Aunt Olwyn looked at her niece as if she were four kinds of stupid. “Five courses of gourmet food, a candle-lit marquee, an eight-piece orchestra and a trapeze act to entertain the diners and fireworks afterwards is SPECTACULAR! Did I mention, they want a metre wide cheesecake?”

Aunt Olwyn waited for Strobe’s reaction.

Strobe gave it. Open mouth, wide eyes, a sharp intake of breath, then she jumped in fast. “But a tennis tournament is so old-fashioned.” Aunt Olwyn hated anything old-fashioned. “Now if it was a blading tournament. That would be different. Blading is ‘in’.” Strobe knew Aunt Olwyn adored being ‘in’.

“Everything to do with blades is a status symbol,” she continued undaunted by her aunt’s suspicious look. “They’re even thinking of including them in the Olympic Games.”

Aunt Olwyn’s stubborn expression turned thoughtful. “Go on.”

Strobe did. “So, if you employed a blade rental shop to provide forty pairs of boots, helmets and pads and a half pipe, then employed some professionals to show the children how to blade in the half pipe, it would be spectacular.”

“Go on.”

Strobe’s ideas petered out for a second then, “No one gets into the newspaper for organising a boring tennis tournament but a super-rich, top-society blading tournament with a blade-shaped cake for the children would be front page news.”

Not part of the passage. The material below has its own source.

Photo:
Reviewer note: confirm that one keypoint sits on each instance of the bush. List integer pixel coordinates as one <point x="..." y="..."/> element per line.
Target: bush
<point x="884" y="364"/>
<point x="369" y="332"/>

 “A blade-shaped cake,” Aunt Olwyn’s mind was already planning it. “So how could I convince you to do the preliminary organising of such a tournament, Strobe dear?”

“Buy me a pair of oxygen Argon boots with Coxmo wheels and pay someone to teach me how to do a custard chucker by Friday,” answered Strobe all in one breath.

“Done.” said Aunt Olwyn. Then up came a red-nailed finger pointing straight at the front of Strobe’s school uniform. “But if it fails I will never talk to you again. Double-plus you will inherit nothing when I die. Understand?”

“Perfectly!” Strobe threw her arms around her aunt’s slim waist and gave her an unwelcome hug. “You’re a fantastic businesswoman Aunty Olwyn.”

“You’re not so bad yourself,” snapped Aunt Olwyn. “Now, stop crushing my dress.”